Overview
Task C filters CircleNet pages to find all users with a specific hobby (e.g., “PodcastBinging”).
TaskCSimple
Package: circlenet.taskC
Class: TaskCSimple
Source: src/main/java/circlenet/taskC/TaskCSimple.java
Main Method
public static void main(String[] args) throws Exception
Command-Line Arguments
Input path to the CircleNet Pages CSV file
Target hobby to filter (e.g., “PodcastBinging”)
Mapper: MapperC
Filters pages by hobby using case-insensitive comparison. The target hobby is configured via setup().
public static class MapperC extends Mapper<LongWritable, Text, Text, Text> {
private String targetHobby;
private final Text outKey = new Text();
private final Text outVal = new Text();
@Override
protected void setup(Context context) {
targetHobby = context.getConfiguration().get("task.c.hobby", "").trim();
}
@Override
protected void map(LongWritable key, Text value, Context context)

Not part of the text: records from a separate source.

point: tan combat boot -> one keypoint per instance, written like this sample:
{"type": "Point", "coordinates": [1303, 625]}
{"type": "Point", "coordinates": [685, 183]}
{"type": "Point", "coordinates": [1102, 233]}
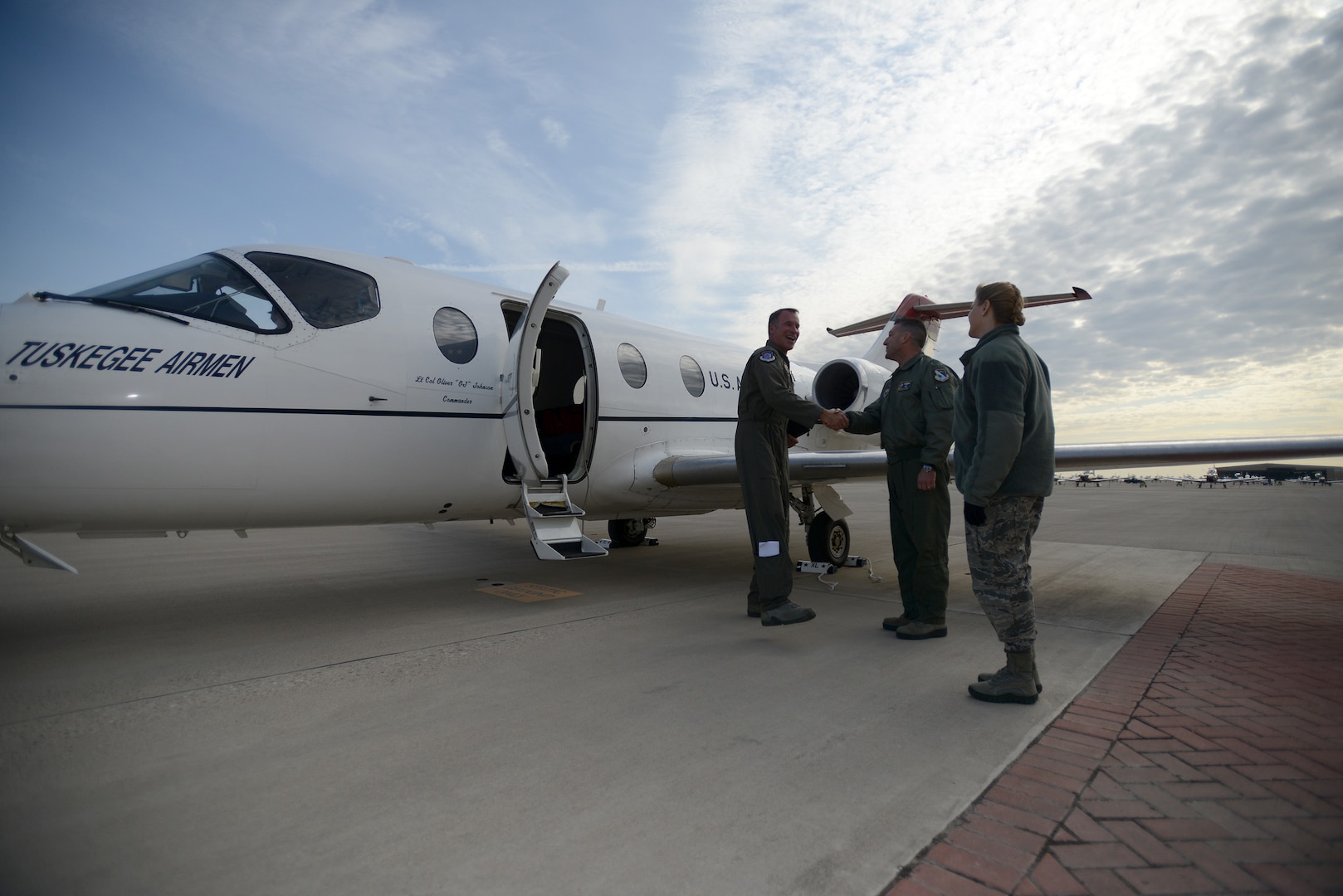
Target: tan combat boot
{"type": "Point", "coordinates": [1014, 683]}
{"type": "Point", "coordinates": [1034, 674]}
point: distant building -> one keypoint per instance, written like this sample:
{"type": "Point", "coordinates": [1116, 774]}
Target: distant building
{"type": "Point", "coordinates": [1282, 472]}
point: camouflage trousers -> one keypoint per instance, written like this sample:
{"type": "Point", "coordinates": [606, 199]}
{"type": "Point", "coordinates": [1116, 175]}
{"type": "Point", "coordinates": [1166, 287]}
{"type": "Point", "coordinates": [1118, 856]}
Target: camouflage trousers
{"type": "Point", "coordinates": [999, 567]}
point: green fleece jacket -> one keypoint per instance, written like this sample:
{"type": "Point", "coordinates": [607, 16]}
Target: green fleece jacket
{"type": "Point", "coordinates": [1005, 423]}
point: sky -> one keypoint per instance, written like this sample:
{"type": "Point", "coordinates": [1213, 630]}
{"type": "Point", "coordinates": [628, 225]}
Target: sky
{"type": "Point", "coordinates": [700, 164]}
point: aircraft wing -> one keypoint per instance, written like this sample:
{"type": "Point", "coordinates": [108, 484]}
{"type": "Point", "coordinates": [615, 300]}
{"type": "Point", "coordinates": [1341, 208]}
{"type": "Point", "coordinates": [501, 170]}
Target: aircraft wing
{"type": "Point", "coordinates": [838, 466]}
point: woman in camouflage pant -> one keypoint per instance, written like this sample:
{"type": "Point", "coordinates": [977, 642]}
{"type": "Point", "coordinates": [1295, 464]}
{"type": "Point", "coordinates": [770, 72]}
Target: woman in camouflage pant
{"type": "Point", "coordinates": [1005, 469]}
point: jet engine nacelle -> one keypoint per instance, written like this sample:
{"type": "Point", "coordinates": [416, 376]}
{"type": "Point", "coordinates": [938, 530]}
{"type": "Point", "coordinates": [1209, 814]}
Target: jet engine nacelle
{"type": "Point", "coordinates": [847, 383]}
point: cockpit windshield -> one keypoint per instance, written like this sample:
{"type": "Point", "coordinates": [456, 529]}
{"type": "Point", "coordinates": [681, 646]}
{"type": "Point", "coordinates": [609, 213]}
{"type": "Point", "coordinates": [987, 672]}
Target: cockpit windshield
{"type": "Point", "coordinates": [206, 286]}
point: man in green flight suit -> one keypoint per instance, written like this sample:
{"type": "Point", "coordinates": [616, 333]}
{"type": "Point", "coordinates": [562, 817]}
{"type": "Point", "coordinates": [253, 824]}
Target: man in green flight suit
{"type": "Point", "coordinates": [915, 416]}
{"type": "Point", "coordinates": [764, 407]}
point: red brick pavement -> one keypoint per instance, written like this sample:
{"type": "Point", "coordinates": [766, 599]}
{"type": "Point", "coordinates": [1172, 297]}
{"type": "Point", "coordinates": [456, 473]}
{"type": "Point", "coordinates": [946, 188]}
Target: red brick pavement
{"type": "Point", "coordinates": [1206, 758]}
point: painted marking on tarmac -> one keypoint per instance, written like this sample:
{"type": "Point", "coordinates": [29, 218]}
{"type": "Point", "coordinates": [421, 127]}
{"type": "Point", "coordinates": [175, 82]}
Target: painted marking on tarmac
{"type": "Point", "coordinates": [528, 592]}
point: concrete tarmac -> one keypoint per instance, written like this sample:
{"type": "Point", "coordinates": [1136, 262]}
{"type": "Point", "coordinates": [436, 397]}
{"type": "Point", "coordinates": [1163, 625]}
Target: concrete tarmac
{"type": "Point", "coordinates": [345, 711]}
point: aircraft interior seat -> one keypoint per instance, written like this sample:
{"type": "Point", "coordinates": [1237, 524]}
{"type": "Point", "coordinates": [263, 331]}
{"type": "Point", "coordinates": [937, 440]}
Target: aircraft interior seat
{"type": "Point", "coordinates": [560, 430]}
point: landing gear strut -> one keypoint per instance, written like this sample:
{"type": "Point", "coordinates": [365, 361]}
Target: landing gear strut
{"type": "Point", "coordinates": [629, 533]}
{"type": "Point", "coordinates": [828, 540]}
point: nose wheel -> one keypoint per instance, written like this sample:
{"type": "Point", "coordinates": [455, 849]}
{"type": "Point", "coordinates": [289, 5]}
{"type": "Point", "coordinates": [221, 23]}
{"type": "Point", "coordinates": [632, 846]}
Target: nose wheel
{"type": "Point", "coordinates": [828, 540]}
{"type": "Point", "coordinates": [628, 533]}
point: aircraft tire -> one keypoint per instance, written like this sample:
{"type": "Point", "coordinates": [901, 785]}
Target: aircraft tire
{"type": "Point", "coordinates": [626, 533]}
{"type": "Point", "coordinates": [828, 540]}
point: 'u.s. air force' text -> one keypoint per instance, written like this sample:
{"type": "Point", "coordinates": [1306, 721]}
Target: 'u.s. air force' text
{"type": "Point", "coordinates": [129, 360]}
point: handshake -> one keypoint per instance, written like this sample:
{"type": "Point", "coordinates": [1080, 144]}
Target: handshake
{"type": "Point", "coordinates": [834, 418]}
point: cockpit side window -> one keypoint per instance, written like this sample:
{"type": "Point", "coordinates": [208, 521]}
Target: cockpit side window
{"type": "Point", "coordinates": [207, 286]}
{"type": "Point", "coordinates": [325, 295]}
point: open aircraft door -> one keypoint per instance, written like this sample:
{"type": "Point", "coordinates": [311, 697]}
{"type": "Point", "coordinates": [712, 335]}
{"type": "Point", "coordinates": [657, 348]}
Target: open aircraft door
{"type": "Point", "coordinates": [554, 519]}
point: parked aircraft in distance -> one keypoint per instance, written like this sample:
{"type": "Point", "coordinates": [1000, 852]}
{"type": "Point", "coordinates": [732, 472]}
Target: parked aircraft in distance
{"type": "Point", "coordinates": [1087, 477]}
{"type": "Point", "coordinates": [1314, 479]}
{"type": "Point", "coordinates": [276, 386]}
{"type": "Point", "coordinates": [1212, 479]}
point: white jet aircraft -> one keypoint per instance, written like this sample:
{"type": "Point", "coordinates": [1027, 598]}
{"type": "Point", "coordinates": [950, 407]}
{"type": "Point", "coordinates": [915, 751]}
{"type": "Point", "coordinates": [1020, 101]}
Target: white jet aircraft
{"type": "Point", "coordinates": [277, 386]}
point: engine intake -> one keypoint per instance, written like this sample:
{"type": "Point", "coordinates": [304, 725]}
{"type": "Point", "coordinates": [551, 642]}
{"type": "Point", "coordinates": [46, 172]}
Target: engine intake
{"type": "Point", "coordinates": [847, 383]}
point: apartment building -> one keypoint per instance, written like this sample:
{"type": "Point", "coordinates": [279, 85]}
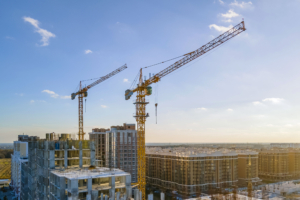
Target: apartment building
{"type": "Point", "coordinates": [121, 149]}
{"type": "Point", "coordinates": [117, 147]}
{"type": "Point", "coordinates": [294, 163]}
{"type": "Point", "coordinates": [19, 156]}
{"type": "Point", "coordinates": [247, 167]}
{"type": "Point", "coordinates": [92, 183]}
{"type": "Point", "coordinates": [54, 152]}
{"type": "Point", "coordinates": [98, 135]}
{"type": "Point", "coordinates": [190, 171]}
{"type": "Point", "coordinates": [273, 165]}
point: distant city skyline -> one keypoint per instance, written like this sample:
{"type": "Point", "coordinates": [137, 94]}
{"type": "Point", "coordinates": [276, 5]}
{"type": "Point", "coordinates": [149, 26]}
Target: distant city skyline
{"type": "Point", "coordinates": [244, 91]}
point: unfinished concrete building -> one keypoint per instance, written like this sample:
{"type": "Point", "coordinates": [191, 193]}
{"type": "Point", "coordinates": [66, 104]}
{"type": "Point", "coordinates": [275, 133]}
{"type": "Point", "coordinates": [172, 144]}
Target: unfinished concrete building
{"type": "Point", "coordinates": [190, 171]}
{"type": "Point", "coordinates": [19, 156]}
{"type": "Point", "coordinates": [47, 154]}
{"type": "Point", "coordinates": [98, 135]}
{"type": "Point", "coordinates": [294, 163]}
{"type": "Point", "coordinates": [94, 183]}
{"type": "Point", "coordinates": [121, 149]}
{"type": "Point", "coordinates": [247, 167]}
{"type": "Point", "coordinates": [273, 165]}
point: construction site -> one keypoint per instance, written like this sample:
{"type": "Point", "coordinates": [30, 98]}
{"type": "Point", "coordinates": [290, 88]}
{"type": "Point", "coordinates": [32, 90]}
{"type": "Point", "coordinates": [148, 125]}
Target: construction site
{"type": "Point", "coordinates": [115, 163]}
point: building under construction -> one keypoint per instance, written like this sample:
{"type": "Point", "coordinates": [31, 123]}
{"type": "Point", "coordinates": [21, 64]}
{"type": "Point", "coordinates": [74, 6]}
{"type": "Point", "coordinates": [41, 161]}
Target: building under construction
{"type": "Point", "coordinates": [191, 171]}
{"type": "Point", "coordinates": [273, 165]}
{"type": "Point", "coordinates": [247, 167]}
{"type": "Point", "coordinates": [117, 148]}
{"type": "Point", "coordinates": [54, 152]}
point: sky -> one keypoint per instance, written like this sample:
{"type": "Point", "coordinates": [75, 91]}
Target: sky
{"type": "Point", "coordinates": [246, 90]}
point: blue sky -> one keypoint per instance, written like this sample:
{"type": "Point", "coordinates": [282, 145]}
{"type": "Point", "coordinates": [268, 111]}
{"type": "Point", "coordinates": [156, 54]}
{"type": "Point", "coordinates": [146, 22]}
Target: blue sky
{"type": "Point", "coordinates": [244, 91]}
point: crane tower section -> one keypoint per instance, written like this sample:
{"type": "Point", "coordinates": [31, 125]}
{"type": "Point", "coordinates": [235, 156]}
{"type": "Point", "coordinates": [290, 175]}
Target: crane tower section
{"type": "Point", "coordinates": [82, 92]}
{"type": "Point", "coordinates": [144, 89]}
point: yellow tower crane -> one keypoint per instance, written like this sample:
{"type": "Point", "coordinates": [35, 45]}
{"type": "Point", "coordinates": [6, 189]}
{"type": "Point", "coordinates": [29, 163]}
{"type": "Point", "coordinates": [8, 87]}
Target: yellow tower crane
{"type": "Point", "coordinates": [82, 92]}
{"type": "Point", "coordinates": [143, 88]}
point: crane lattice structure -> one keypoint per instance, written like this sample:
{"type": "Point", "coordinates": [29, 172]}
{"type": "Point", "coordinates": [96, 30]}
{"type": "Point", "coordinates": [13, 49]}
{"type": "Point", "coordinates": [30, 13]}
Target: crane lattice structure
{"type": "Point", "coordinates": [82, 92]}
{"type": "Point", "coordinates": [144, 88]}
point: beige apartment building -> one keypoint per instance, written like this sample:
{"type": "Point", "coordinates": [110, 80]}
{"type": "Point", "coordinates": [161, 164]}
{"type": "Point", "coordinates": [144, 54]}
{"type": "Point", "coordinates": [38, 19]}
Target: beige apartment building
{"type": "Point", "coordinates": [273, 165]}
{"type": "Point", "coordinates": [191, 171]}
{"type": "Point", "coordinates": [247, 167]}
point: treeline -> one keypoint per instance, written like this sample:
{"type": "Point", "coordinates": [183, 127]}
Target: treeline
{"type": "Point", "coordinates": [6, 153]}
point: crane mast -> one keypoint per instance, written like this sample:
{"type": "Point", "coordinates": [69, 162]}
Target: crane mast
{"type": "Point", "coordinates": [144, 89]}
{"type": "Point", "coordinates": [82, 92]}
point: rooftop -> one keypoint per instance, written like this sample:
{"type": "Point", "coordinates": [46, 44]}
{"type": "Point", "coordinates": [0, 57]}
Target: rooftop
{"type": "Point", "coordinates": [98, 172]}
{"type": "Point", "coordinates": [196, 152]}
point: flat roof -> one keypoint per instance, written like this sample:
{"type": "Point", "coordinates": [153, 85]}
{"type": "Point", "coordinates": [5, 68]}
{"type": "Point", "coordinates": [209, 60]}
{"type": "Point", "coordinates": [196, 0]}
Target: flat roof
{"type": "Point", "coordinates": [98, 172]}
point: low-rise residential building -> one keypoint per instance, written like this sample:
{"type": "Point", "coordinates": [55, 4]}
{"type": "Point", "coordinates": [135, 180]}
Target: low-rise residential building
{"type": "Point", "coordinates": [190, 171]}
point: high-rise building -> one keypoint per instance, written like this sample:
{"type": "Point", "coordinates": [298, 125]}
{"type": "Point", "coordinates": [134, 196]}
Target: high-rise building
{"type": "Point", "coordinates": [190, 171]}
{"type": "Point", "coordinates": [98, 135]}
{"type": "Point", "coordinates": [121, 149]}
{"type": "Point", "coordinates": [54, 152]}
{"type": "Point", "coordinates": [117, 148]}
{"type": "Point", "coordinates": [19, 156]}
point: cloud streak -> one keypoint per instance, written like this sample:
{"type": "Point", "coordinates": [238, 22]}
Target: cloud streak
{"type": "Point", "coordinates": [88, 51]}
{"type": "Point", "coordinates": [242, 4]}
{"type": "Point", "coordinates": [46, 35]}
{"type": "Point", "coordinates": [220, 28]}
{"type": "Point", "coordinates": [54, 95]}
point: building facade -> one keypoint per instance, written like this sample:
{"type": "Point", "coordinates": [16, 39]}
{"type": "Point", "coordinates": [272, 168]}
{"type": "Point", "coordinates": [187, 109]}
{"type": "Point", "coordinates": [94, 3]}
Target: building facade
{"type": "Point", "coordinates": [117, 148]}
{"type": "Point", "coordinates": [190, 171]}
{"type": "Point", "coordinates": [121, 149]}
{"type": "Point", "coordinates": [20, 156]}
{"type": "Point", "coordinates": [273, 165]}
{"type": "Point", "coordinates": [46, 155]}
{"type": "Point", "coordinates": [93, 183]}
{"type": "Point", "coordinates": [98, 135]}
{"type": "Point", "coordinates": [247, 168]}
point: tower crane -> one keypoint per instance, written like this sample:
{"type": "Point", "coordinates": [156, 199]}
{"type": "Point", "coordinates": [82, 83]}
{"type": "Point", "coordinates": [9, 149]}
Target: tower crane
{"type": "Point", "coordinates": [82, 92]}
{"type": "Point", "coordinates": [143, 88]}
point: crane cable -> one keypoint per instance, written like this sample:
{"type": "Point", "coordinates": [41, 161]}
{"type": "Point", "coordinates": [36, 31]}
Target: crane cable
{"type": "Point", "coordinates": [163, 61]}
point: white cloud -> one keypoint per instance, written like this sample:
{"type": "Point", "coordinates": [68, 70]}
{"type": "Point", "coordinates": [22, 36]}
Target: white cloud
{"type": "Point", "coordinates": [41, 101]}
{"type": "Point", "coordinates": [273, 100]}
{"type": "Point", "coordinates": [65, 97]}
{"type": "Point", "coordinates": [19, 94]}
{"type": "Point", "coordinates": [10, 38]}
{"type": "Point", "coordinates": [220, 28]}
{"type": "Point", "coordinates": [54, 95]}
{"type": "Point", "coordinates": [88, 51]}
{"type": "Point", "coordinates": [257, 103]}
{"type": "Point", "coordinates": [46, 35]}
{"type": "Point", "coordinates": [242, 4]}
{"type": "Point", "coordinates": [230, 14]}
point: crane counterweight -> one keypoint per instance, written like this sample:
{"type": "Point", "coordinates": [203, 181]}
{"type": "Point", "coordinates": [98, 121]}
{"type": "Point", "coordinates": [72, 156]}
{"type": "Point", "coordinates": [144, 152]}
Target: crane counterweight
{"type": "Point", "coordinates": [142, 91]}
{"type": "Point", "coordinates": [82, 92]}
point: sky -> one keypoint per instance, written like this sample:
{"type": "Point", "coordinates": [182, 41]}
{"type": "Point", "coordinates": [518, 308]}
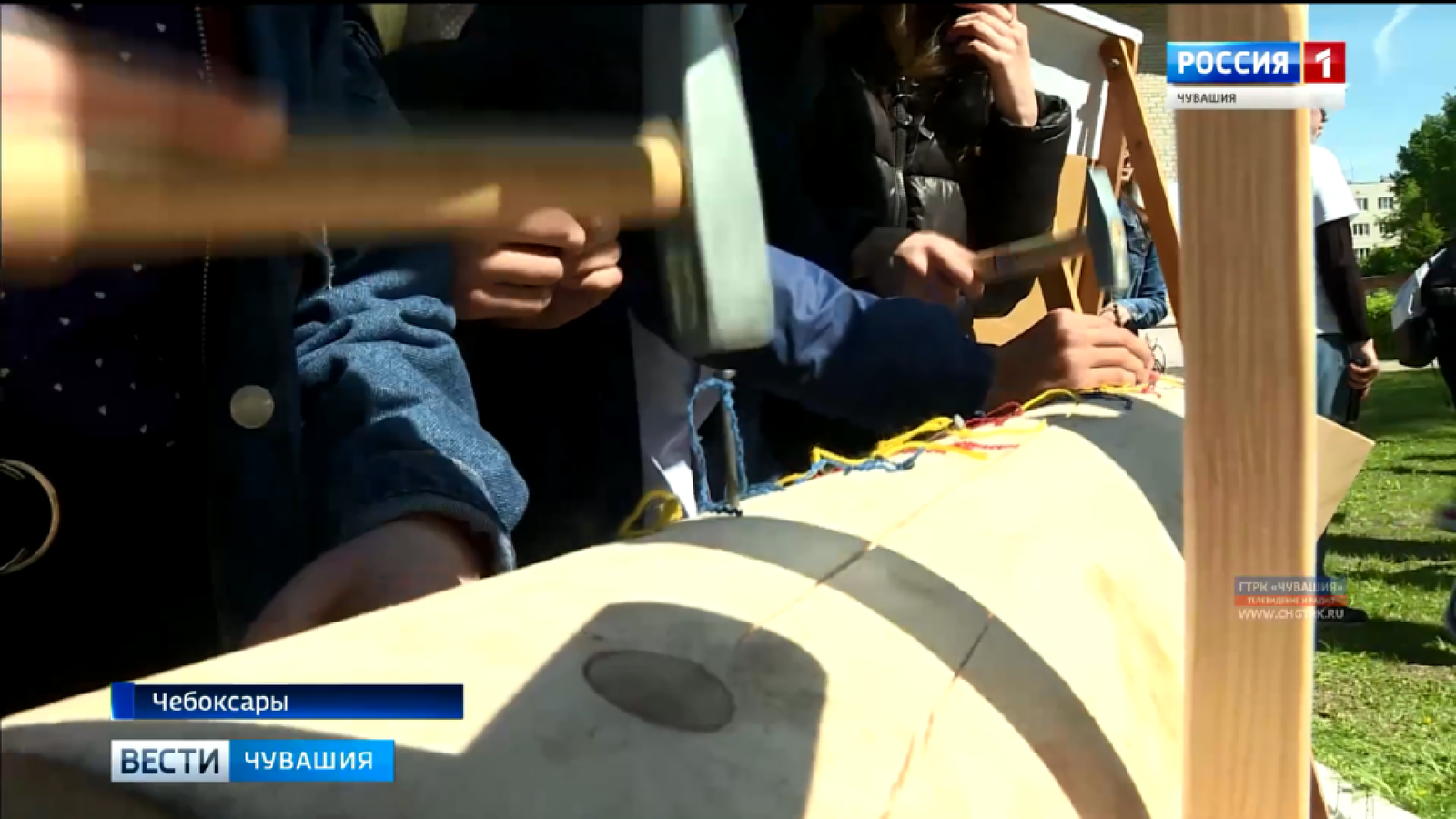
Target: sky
{"type": "Point", "coordinates": [1400, 60]}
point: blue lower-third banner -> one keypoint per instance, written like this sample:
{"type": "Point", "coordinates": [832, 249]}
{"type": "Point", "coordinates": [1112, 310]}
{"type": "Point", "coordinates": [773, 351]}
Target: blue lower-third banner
{"type": "Point", "coordinates": [143, 702]}
{"type": "Point", "coordinates": [252, 761]}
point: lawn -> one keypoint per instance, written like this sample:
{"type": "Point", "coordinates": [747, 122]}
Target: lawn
{"type": "Point", "coordinates": [1385, 693]}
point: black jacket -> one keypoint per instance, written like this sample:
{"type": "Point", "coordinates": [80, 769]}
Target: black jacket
{"type": "Point", "coordinates": [846, 146]}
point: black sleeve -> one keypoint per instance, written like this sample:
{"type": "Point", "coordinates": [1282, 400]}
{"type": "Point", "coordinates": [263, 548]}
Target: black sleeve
{"type": "Point", "coordinates": [1011, 188]}
{"type": "Point", "coordinates": [813, 142]}
{"type": "Point", "coordinates": [1340, 274]}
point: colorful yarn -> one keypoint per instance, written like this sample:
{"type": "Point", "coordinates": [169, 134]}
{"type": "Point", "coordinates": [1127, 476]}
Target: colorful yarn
{"type": "Point", "coordinates": [950, 436]}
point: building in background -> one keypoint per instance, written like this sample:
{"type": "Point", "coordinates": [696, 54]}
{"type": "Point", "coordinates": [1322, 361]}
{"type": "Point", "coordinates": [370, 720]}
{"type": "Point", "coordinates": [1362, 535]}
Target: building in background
{"type": "Point", "coordinates": [1376, 203]}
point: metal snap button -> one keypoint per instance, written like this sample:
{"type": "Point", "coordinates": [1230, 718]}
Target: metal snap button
{"type": "Point", "coordinates": [251, 407]}
{"type": "Point", "coordinates": [31, 552]}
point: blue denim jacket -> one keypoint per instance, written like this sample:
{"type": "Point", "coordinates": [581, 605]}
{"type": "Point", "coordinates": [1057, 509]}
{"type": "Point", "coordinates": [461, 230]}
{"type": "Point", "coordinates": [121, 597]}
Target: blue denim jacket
{"type": "Point", "coordinates": [356, 349]}
{"type": "Point", "coordinates": [1147, 298]}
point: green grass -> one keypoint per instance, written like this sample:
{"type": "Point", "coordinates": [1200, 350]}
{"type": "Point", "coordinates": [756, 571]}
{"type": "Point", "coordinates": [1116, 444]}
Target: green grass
{"type": "Point", "coordinates": [1385, 693]}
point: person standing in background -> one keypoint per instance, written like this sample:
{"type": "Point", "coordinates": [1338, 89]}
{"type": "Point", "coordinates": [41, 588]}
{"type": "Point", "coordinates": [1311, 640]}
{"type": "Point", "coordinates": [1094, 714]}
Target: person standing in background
{"type": "Point", "coordinates": [1346, 361]}
{"type": "Point", "coordinates": [1145, 303]}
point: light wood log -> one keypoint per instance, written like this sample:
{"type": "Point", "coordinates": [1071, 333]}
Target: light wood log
{"type": "Point", "coordinates": [1147, 167]}
{"type": "Point", "coordinates": [992, 637]}
{"type": "Point", "coordinates": [399, 188]}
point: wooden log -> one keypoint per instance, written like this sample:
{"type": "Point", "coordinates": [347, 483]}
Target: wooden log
{"type": "Point", "coordinates": [354, 187]}
{"type": "Point", "coordinates": [1249, 472]}
{"type": "Point", "coordinates": [917, 644]}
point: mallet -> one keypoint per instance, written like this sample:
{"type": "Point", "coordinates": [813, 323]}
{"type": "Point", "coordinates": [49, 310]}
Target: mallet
{"type": "Point", "coordinates": [1103, 238]}
{"type": "Point", "coordinates": [689, 169]}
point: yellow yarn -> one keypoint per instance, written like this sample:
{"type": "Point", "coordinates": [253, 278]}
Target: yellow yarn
{"type": "Point", "coordinates": [941, 435]}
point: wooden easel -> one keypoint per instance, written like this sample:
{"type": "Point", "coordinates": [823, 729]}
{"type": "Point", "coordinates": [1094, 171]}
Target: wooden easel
{"type": "Point", "coordinates": [1123, 123]}
{"type": "Point", "coordinates": [1247, 690]}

throws IOException, InterruptedException {
String[] f = CsvUtils.split(value.toString());
if (f.length >= 5 && f[4].trim().equalsIgnoreCase(targetHobby)) {
outKey.set(f[1].trim());
outVal.set(f[2].trim());
context.write(outKey, outVal);
}
}
}
Reducer: PassReducer
Pass-through reducer that outputs all filtered results.
public static class PassReducer extends Reducer<Text, Text, Text, Text> {
@Override
protected void reduce(Text key, Iterable<Text> values, Context context)
throws IOException, InterruptedException {
for (Text v : values) {
context.write(key, v);
}
}
}
Configuration
The target hobby is passed via Hadoop configuration:
Configuration conf = new Configuration();
conf.set("task.c.hobby", args[2]);
Example Usage
hadoop jar $JAR circlenet.taskC.TaskCSimple $PAGES $OUT/taskC/simple PodcastBinging
Notes
- An optimized version was implemented but showed no performance gain
- The simple version is recommended for production use